Know How – The invention of Soft Robotics for the food processing industry
Innovations often arise from unexpected situations and conditions. In 2008-09, the DARPA – Defense Advanced Research Projects Agency circulated a challenge to roboticists. DARPA needed roboticists to design a robot that could drive itself to a door, get under the door and drive itself endlessly. This challenge started to a new field called soft robotics from a chemistry lab, not robotics or engineering, at Harvard University with a pipeline that led to clarifications for labor wants in the food processing industry.
Design for industry
The regular roboticists attempted to build a transformer-type robot. It would motivate itself to the door.
“But the chemistry section at Harvard University also got an award,” says Carl Vause, CEO of Soft Robotics, Bedford, Massachusetts. “All were not roboticists; they were chemists. So, everybody had polymer science, they had fluidic data, and they said, ‘Resemble an octopus can do that. It could lead up to a door and skinny itself under, so let’s build a robotic octopus.’”
The current field of soft robotics created in the Harvard University chemistry lab, and directed by George Whitesides, Ph.D., practiced in building robotic compositions out of soft, non-rigid elements. The chemists from Harvard practiced fluid actuation, pneumatics, and hydraulics on off-the-shelf polymers to create the only robot that resulted in moving up to the door, crawling under it and walking away.
The team of Harvard chemists proceeded to work on the technology and Whitesides, through practice & performing biotech and pharmaceutical companies, started to network with his contacts in the “hard products” business.
After Vause and Whitesides met, Vause was interested in the way the robot associated with its environment and the effect that communication might have on doing a dilemma the robotics community had forever dealt with: producing a robot to pick up fragile items that differ in the measurement of weight and size.
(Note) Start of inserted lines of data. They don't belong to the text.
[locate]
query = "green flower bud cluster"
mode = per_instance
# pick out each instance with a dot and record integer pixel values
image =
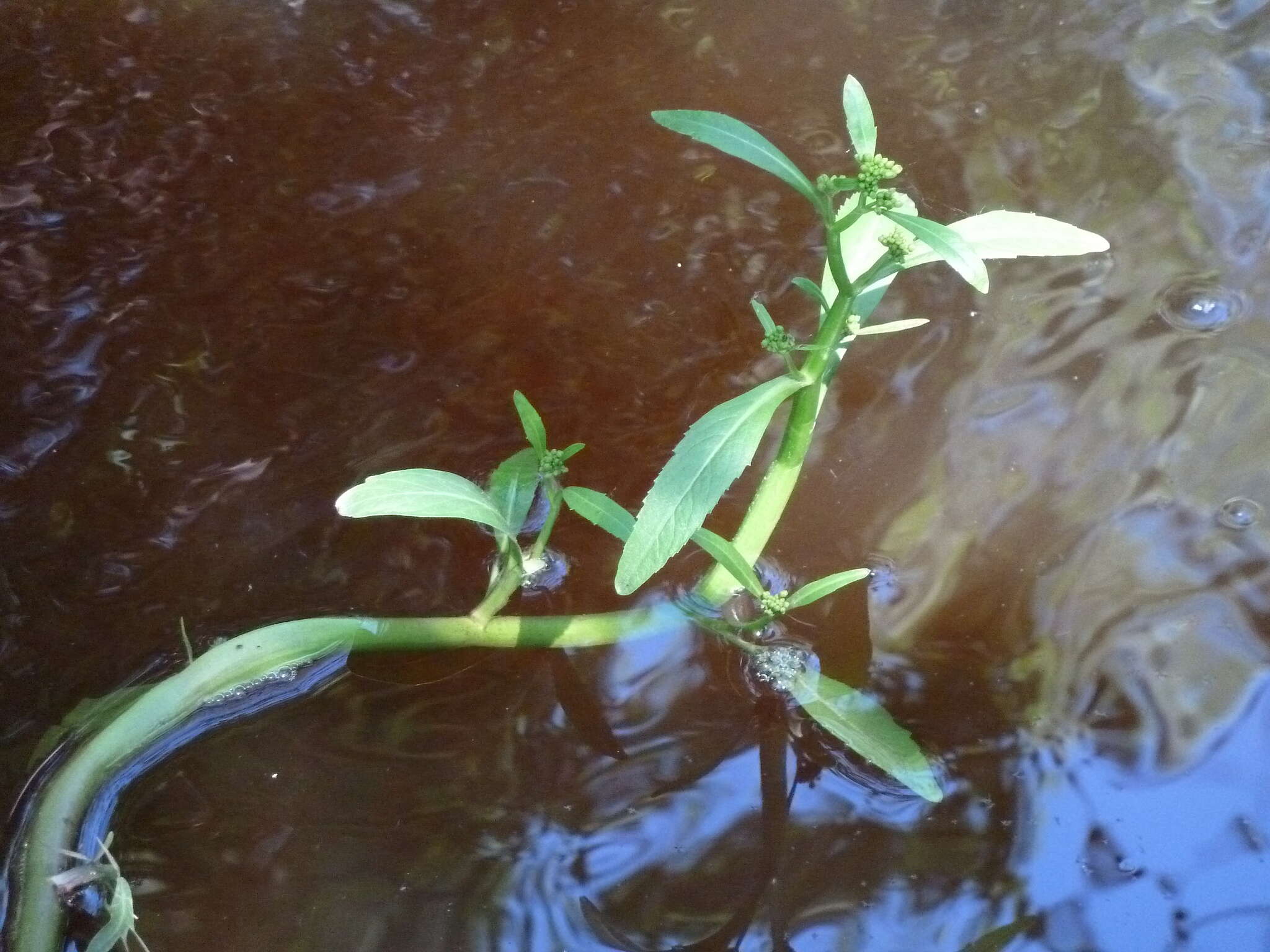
(830, 186)
(553, 464)
(898, 243)
(886, 200)
(775, 602)
(778, 340)
(874, 169)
“This has been a tremendous difficulty because traditionally robots have been very task confirmed and if you need them to do something different or there’s a slight change in the object, there’s a lot of programming, a lot of downtimes, a seldom amazing redesign that has to attain,” Vause says. “If you look at what we call low structure and unorganized [modification within the environment shifting in actual time such as size and shape of objects to be pulled up] environments, robots haven’t been able to work in that situation because they do task A, do task A, do task A.”
Vause and his team permitted the technology from Harvard, founded the company, Soft Robotics, in the summer of 2013, and managed to get the technology to market. Once there, the organization began receiving calls from food companies looking for solutions to labor deficits, especially in packaging.
“The Food companies, refrigerated or freezer conditions, & have objects, whether they’re tomatoes, or cuts of beef or chicken drumsticks, they’re easily spoilage, they’re all various sizes and weights and make sure that we can make this product packaged. We’ve tried robots, but robots couldn’t manage our product,” Vause says.
But, Soft Robotics having the certification of the code of federal regulations (CFR) of the US Govt. for Food Contact Packaging & Japanese FDA and its certification for direct food touch in the European Union (EU). This certificate the permission for the human hand.